Olhe para dentro: examine o Espírito.

Olhe para o próximo: pratique o bem.

E continue estudando.

Porque talvez a maior demonstração de inteligência não esteja em afirmar que já compreendemos tudo.

Esteja em reconhecer, serenamente, que diante da Inteligência Suprema ainda temos muito a aprender.

REFERÊNCIAS

1. Obras Fundamentais da Codificação Espírita

  • KARDEC, Allan. O Livro dos Espíritos. Paris, 1857. Especialmente questões 1 a 9, sobre Deus, causa primária e sentimento intuitivo da existência de Deus; e questões 614 e seguintes, sobre as leis divinas ou naturais.
  • KARDEC, Allan. O Livro dos Médiuns. Paris, 1861. Especialmente os princípios relativos à observação, ao exame das manifestações e ao discernimento diante das comunicações espirituais.
  • KARDEC, Allan. O Evangelho segundo o Espiritismo. Paris, 1864. Especialmente capítulos II, V, XI, XVII e XXVIII, relativos à vida futura, às causas das aflições, ao amor ao próximo, ao aperfeiçoamento moral e à prece.
  • KARDEC, Allan. A Gênese — Os Milagres e as Predições segundo o Espiritismo. Paris, 1868. Especialmente capítulo II, “Deus”; capítulo III, “O bem e o mal”; e capítulo IV, “O papel da Ciência na Gênese”.

2. Obras complementares de Allan Kardec

  • KARDEC, Allan. O que é o Espiritismo. Paris, 1859.
  • KARDEC, Allan. Obras Póstumas. Paris, publicação póstuma, 1890.

3. Obras Complementares Históricas

  • KARDEC, Allan. Revista Espírita — Jornal de Estudos Psicológicos. Paris, 1858–1869.

4. Obras Subsidiárias

  • DELANNE, Gabriel. O Fenômeno Espírita. Paris, 1896.
  • DENIS, Léon. Depois da Morte. Paris, 1890.

5. Passagens bíblicas

  • Salmos, 19:1 — “Os céus proclamam a glória de Deus.”
  • Atos, 17:28 — “Porque nele vivemos, e nos movemos, e existimos.”
  • Mateus, 5:8 — “Bem-aventurados os limpos de coração, porque eles verão a Deus.”
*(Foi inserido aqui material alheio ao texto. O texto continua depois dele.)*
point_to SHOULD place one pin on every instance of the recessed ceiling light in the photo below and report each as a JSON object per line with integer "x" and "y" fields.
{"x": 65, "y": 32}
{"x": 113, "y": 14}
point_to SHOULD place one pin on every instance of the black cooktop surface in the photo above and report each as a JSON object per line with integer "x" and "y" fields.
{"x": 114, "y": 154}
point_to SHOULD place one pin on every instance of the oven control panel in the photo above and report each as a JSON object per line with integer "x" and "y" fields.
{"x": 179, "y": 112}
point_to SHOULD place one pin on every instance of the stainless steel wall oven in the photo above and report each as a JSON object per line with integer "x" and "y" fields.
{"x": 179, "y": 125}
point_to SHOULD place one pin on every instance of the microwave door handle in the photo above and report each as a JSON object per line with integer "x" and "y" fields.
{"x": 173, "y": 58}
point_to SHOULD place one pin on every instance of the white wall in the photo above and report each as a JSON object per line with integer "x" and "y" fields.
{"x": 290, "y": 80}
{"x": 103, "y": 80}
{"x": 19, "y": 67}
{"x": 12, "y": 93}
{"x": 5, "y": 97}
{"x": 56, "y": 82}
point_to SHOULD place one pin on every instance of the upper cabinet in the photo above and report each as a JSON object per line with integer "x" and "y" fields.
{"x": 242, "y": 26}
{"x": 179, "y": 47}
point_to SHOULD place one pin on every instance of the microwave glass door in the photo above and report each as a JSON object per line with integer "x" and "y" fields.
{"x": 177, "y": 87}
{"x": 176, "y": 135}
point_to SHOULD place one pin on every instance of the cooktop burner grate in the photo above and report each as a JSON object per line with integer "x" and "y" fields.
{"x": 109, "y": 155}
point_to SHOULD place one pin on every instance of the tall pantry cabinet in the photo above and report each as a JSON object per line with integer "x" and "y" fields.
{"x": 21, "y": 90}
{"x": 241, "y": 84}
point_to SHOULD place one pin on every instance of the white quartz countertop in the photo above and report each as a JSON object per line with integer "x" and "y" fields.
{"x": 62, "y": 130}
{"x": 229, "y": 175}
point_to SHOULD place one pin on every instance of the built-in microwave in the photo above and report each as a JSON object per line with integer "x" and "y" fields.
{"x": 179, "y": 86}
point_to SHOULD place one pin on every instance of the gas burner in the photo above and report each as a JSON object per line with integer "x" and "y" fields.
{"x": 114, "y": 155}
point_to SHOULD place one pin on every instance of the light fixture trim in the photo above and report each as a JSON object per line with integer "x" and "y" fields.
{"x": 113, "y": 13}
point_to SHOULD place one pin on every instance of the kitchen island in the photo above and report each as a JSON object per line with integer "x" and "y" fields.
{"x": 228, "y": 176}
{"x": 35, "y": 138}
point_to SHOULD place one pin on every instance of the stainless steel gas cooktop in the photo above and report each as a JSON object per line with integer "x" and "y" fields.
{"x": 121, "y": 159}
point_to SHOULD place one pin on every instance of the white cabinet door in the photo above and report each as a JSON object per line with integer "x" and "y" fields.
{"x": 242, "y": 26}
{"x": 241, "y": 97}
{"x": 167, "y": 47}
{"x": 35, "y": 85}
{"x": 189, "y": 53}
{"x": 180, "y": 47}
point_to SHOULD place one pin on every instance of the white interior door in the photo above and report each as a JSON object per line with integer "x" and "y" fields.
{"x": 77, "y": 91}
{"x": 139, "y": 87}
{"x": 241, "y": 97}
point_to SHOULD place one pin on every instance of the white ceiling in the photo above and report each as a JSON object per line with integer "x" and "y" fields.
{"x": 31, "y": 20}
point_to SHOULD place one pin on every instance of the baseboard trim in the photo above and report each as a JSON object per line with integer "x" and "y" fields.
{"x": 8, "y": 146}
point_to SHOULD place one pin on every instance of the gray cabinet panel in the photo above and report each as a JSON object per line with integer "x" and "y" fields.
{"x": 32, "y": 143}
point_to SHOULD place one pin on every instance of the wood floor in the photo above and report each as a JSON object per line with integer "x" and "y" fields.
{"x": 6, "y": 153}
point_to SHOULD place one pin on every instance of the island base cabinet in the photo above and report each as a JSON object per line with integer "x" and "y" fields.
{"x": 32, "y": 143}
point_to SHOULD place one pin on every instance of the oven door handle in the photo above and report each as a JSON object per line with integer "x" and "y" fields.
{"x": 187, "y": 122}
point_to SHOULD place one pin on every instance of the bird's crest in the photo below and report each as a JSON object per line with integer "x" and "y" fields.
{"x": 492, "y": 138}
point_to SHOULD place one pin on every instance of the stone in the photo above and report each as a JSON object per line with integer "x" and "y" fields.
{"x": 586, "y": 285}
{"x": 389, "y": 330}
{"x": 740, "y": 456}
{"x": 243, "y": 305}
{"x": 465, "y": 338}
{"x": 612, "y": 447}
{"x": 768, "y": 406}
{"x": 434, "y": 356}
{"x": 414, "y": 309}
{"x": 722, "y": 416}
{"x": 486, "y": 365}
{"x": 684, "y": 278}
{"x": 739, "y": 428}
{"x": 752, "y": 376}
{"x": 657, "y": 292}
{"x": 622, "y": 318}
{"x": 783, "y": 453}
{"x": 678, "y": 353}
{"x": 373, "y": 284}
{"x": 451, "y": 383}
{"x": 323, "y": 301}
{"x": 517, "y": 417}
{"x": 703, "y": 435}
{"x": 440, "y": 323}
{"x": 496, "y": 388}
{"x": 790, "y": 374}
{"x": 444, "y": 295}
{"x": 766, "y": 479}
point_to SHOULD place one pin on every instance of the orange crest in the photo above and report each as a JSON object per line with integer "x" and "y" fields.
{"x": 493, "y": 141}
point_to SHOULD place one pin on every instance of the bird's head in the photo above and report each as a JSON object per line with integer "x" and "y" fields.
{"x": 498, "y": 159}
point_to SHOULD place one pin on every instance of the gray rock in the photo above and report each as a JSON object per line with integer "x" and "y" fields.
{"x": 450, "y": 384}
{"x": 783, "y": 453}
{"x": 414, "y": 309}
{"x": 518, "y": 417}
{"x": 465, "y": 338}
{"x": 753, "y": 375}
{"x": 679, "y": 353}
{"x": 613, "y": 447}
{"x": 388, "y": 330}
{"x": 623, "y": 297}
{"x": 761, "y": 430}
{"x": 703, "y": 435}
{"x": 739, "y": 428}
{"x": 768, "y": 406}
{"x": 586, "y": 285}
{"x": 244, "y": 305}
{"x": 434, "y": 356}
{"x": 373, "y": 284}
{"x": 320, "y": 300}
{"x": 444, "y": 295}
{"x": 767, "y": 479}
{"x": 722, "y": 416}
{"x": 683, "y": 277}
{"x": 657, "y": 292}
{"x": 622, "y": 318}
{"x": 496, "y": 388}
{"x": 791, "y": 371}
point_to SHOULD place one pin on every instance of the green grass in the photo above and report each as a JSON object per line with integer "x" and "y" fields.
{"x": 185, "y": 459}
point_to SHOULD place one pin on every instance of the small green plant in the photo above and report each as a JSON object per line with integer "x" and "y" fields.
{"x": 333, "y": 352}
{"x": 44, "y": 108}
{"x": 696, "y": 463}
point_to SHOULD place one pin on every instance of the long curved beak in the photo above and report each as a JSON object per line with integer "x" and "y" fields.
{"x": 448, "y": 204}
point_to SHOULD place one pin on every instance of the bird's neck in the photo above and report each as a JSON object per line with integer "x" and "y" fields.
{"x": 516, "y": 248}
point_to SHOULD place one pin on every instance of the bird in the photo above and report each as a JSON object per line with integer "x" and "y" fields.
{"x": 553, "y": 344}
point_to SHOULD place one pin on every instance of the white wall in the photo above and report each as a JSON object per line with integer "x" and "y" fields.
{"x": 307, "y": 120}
6. Fontes Externas Utilizadas

  • NASA — National Aeronautics and Space Administration. How many exoplanets are there? Atualização de 2026. A página registra mais de 6.200 exoplanetas confirmados e milhares de candidatos aguardando confirmação.
  • NASA — National Aeronautics and Space Administration / Jet Propulsion Laboratory. NASA’s Tally of Planets Outside Our Solar System Reaches 6,000. 2025.
  • WORLD HEALTH ORGANIZATION — WHO. World health statistics 2026: monitoring health for the SDGs. 2026.
  • WORLD HEALTH ORGANIZATION — WHO. Ageing: Global population. 2025. Dados sobre expectativa de vida e envelhecimento populacional.
  • WORLD HEALTH ORGANIZATION — WHO. Health inequities are shortening lives by decades. 2025. Dados sobre desigualdades sociais e seus efeitos sobre a saúde e a expectativa de vida.